三位一体(トリニティ)
「ペテロさん、超絶基本的なことを聞いても、いいですか」
「んーっ?」
おっさんは目もくれずに返事する。彼はいま、書き物で忙しい。議論ばかりしていても仕方ないので、とりあえず章立てみたいなものを書き出す作業をしていた。
「主は人ですか、それとも神ですか?」
「神だよー」
この人、ちゃんと考えて答えているのかな……。
「でもさっきの説明では、神が救世主の出現を約束したんですよね。救世主はイエス様で、だから、神とは別個の存在ですよね?」
「あー、はいはい……とてもいい質問だ」
そう言っておっさんは、いましがた書いた紙の一枚をオレに寄越した。そこには「三位一体」という文字と、簡単な図形が描かれていた。三角形の、それぞれの頂点に丸が付け足されたものだった。
「なんですか、これ」
「ひとつの頂点に『父』、もうひとつに『子』、残りに『聖霊』と書くんだ」
「どういう順番で?」
「順番はどうでもいい」
そう無茶ぶりされて、オレは震える手でペンを持った。一度だけ砂の上で練習したことはあったが、紙にペンで書くのは、この世界へ来てはじめてだった。
「どうした、読み書きは大丈夫なんだろ?」
緊張するオレにおっさんがプレッシャーをかけてくる。この人、ほんとヤコブ兄さんがいないと絶好調だな。
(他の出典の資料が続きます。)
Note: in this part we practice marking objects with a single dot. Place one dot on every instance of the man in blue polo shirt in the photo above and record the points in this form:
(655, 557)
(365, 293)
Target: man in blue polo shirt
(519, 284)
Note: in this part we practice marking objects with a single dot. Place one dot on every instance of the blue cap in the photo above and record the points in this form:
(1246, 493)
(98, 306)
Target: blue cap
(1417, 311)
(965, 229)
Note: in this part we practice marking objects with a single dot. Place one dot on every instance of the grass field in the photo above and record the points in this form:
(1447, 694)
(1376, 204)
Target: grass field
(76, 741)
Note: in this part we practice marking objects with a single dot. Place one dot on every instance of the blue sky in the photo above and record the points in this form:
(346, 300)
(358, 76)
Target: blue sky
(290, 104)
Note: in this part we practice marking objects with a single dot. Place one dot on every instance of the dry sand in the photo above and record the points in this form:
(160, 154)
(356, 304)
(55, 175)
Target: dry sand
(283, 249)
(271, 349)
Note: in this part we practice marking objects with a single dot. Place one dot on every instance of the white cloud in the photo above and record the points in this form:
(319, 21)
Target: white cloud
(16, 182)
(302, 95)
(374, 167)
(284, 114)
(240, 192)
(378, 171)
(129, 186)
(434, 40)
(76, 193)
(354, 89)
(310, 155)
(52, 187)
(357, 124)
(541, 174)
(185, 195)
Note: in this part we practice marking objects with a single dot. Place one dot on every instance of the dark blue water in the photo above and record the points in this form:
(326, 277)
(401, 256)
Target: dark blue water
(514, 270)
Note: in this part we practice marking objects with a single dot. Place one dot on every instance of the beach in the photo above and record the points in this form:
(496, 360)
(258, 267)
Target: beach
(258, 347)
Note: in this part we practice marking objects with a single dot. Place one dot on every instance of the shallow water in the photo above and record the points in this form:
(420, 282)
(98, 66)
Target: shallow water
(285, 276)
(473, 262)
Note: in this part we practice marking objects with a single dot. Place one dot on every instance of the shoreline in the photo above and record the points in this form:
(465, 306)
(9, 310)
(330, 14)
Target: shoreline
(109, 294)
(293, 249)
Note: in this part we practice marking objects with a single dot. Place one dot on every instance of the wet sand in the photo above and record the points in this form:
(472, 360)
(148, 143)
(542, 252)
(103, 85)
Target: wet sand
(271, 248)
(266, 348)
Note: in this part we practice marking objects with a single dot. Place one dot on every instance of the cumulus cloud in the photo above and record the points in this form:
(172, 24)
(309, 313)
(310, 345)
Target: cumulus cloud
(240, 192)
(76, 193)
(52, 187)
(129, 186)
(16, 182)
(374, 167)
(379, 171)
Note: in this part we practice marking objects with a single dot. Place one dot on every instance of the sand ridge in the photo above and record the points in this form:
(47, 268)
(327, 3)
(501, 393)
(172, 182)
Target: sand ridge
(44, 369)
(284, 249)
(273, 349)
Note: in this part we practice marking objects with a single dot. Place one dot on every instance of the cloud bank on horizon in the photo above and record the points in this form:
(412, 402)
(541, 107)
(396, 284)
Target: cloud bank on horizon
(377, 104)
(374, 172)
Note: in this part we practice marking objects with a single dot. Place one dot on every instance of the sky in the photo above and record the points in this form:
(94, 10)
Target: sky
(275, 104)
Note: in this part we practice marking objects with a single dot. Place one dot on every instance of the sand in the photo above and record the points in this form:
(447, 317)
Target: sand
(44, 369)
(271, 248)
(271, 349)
ええい、と覚悟を決めてペンを走らせた。父、子、聖霊と三角形の各頂点に書いていく。
自分のなかでは漢字を書いているつもりなのだ。ところが出来あがったものを見てみると、まったく知らない異国の文字……。この現象ばかりは、慣れるのに時間がかかりそうだ。
「うむ、よろしい。以前と変わらないヨハネの字だ」
及第点をもらって安心した……いやいやいや、いまは書き取りの時間じゃない。オレは自前の図表を眺めつつ質問した。
「『父』って、なんです?」
「神のことだ」
「『子』は?」
「我らが師イエスだな」
オレは、はーんと言って、
「イエス様は神の子なんですね?」と確認した。
カエルの子はカエル、神の子もまたおなじ理屈だろう。おっさんが頷くと同時に、オレはさらに聞いた。
「じゃあ主は、イエス様は、人間ではない?」
「人間さ。人間でなくて、どうやって人類の罪を贖えるというんだ」
おっさんの言っていることが、だんだん難しくなってきた。
「とりあえず、主は神であり人であるってことで、いいですか」
「そうだね」
おっさんは、にっと笑った。
「じゃあ残りの『聖霊』ってのは?」
「よくわからん」
ペテロのおっさんはバッサリ言った。
「えっ、よくわからないものを教義の柱にして、いいんですか?」
オレはぶ然として聞いた。
「よくわからないほうが神秘的じゃないか」おっさんは悪びれもせずに言う。「とにかく、聖霊がマリアという女性の胎内に舞い降りて生命を宿した。そうして生まれたのが、我らが師イエスだ」
「そんなバ……」
バカなと言いそうになって、慌てて口をつぐんだ。あっぶね、もう少しで教義を全否定するところだった。
「そんな話は、はじめて聞きました」
信じられません、というニュアンスを匂わせてオレは言った。
「ヨハネ」おっさんが諭すような目でオレを見る。「主は特別なお方だ。そういう方には特別な出自が必要なんだよ」
「つまり……ウソ?」
「あははっ、言っちゃったよ」
彼は笑いながら咳込んだ。それから背筋を伸ばしてオレに聞いた。
「きみは、あのご婦人に『それは本当ですか』と尋ねることができるかい?」
「……できません」
イエスの母マリアの、わが子に対する慈愛とそれを失った哀しみは、果てしないものがある。他人のオレらがどうこう言えるものではない。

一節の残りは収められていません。